1

I have a process that returns bit strings of given length N and given popcount k, i.e., each bitstring has exactly k ones and N - k zeros. I need to counts how often each bit string is returned. Currently, I use the associated base2-integer to increment a counter in a 2^N-dimensional array. However, this becomes impractical for large N, since the array is too large. To do better, I would like to exploit the fact that I know the popcount k beforehand, so I would only need an array of dimensions M = N choose k to store the counts. To do this I need a procedure to turn a given bitstring to a unique integer, e.g. for the example N=3, k=2, the following mapping would suffice:

011 → 1
110 → 2
101 → 3

Note that I don't require the reverse mapping, although it should exist. What could be such a mapping?
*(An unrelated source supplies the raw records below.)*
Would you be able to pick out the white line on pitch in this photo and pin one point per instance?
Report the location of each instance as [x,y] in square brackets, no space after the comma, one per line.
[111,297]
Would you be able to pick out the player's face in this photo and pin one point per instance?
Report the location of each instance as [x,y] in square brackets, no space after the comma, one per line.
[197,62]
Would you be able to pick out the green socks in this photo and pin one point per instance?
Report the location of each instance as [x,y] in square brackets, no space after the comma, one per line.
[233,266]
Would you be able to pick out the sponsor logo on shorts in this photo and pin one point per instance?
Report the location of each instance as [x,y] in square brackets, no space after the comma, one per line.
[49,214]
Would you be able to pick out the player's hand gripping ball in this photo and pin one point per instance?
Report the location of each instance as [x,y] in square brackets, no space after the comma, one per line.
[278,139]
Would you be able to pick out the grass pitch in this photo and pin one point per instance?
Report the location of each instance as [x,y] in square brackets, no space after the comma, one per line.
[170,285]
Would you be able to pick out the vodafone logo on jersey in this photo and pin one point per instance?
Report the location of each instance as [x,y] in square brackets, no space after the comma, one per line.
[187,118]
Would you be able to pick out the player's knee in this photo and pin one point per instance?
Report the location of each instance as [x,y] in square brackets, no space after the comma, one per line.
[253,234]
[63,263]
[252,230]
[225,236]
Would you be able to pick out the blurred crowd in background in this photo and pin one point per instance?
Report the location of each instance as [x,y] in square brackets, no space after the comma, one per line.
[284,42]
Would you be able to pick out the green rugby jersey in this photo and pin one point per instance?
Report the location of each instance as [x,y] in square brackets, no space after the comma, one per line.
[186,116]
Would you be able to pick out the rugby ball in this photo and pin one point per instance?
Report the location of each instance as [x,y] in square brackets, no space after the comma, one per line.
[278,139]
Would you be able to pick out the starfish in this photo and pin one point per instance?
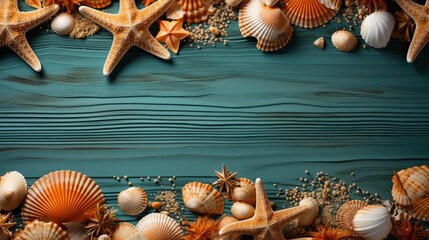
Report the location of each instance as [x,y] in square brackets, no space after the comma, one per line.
[171,33]
[266,224]
[130,27]
[14,24]
[420,14]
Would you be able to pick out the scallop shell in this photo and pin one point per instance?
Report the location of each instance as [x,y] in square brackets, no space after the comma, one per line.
[347,212]
[132,201]
[344,40]
[13,189]
[269,25]
[157,226]
[61,197]
[42,231]
[308,13]
[372,222]
[377,28]
[202,198]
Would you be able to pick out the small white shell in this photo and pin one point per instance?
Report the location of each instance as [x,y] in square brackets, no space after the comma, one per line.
[376,28]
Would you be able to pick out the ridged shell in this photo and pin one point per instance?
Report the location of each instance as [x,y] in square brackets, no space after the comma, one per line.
[372,222]
[202,198]
[132,201]
[377,28]
[13,188]
[308,13]
[344,40]
[157,226]
[61,197]
[269,25]
[42,231]
[347,212]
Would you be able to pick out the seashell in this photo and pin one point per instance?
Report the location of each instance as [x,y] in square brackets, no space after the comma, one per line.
[13,188]
[347,212]
[344,40]
[63,24]
[242,210]
[372,222]
[308,13]
[61,197]
[157,226]
[269,25]
[202,198]
[132,201]
[37,230]
[377,28]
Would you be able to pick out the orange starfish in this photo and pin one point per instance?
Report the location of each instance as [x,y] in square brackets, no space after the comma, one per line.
[14,24]
[130,27]
[171,33]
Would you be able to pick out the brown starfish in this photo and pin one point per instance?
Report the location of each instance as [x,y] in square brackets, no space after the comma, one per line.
[266,224]
[420,14]
[14,24]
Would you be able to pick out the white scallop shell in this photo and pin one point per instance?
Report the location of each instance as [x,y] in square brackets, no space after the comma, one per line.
[377,27]
[372,222]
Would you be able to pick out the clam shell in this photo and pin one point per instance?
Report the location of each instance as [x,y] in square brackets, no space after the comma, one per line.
[377,28]
[202,198]
[132,201]
[157,226]
[344,40]
[372,222]
[269,25]
[13,188]
[308,13]
[61,197]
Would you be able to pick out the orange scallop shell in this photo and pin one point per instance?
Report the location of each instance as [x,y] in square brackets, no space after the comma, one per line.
[61,197]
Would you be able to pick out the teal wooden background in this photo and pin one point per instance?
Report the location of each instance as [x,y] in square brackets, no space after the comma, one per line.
[268,115]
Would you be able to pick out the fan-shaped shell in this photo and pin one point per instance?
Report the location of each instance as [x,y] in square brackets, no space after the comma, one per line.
[376,28]
[61,197]
[132,201]
[372,222]
[157,226]
[42,231]
[269,25]
[308,13]
[202,198]
[344,40]
[13,189]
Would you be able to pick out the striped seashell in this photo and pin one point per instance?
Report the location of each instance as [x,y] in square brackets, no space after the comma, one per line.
[308,13]
[202,198]
[269,25]
[132,201]
[61,197]
[13,188]
[158,226]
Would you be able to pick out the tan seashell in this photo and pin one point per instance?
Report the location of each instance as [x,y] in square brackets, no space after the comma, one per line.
[157,226]
[202,198]
[347,212]
[13,188]
[132,201]
[61,197]
[344,40]
[308,13]
[269,25]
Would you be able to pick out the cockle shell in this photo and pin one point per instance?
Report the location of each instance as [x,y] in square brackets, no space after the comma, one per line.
[13,188]
[157,226]
[202,198]
[132,201]
[344,40]
[377,28]
[269,25]
[61,197]
[372,222]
Is this (related to) a known problem?

David Zwicker
  • 23,581
  • 6
  • 62
  • 77
  • Is there a reason you need to use an array and not a hash table for example? – SaiBot Feb 23 '18 at 11:33
  • No, I don't need a particular data structure, but I need to be able to iterate over the counts of all bit strings in the end. I wouldn't know how to use a hash table for this example. If you know how to do this, I would certainly appreciate an answer. – David Zwicker Feb 23 '18 at 11:35
  • You would use a structure that can store and access pairs in constant time. The key is the bitstring and the value the counter. In Java you could use a HashMap, in python a Dictionary. Whenever you receive a bitstring you check if this key is already in the hashtable. If not insert it with counter 1. Otherwise increase the counter by 1. This way you will only store the existing bitstring counters. – SaiBot Feb 23 '18 at 11:42
  • Thanks for the hint that this is related to the "ranking/unranking of combinations". I found the solution in https://stackoverflow.com/a/3143594/932593, where the function `unchoose` does exactly what I want. @ גלעד ברקן: If you post this as an answer, I'll accept it. – David Zwicker Feb 23 '18 at 11:49

1 Answers1

2

As SaiBot suggested, you could use a hash set to map a unique bitstring to a value. Otherwise, you could look up "ranking permutations" as a way to number all permutations of (n,k) zeros and ones.

גלעד ברקן
  • 23,602
  • 3
  • 25
  • 61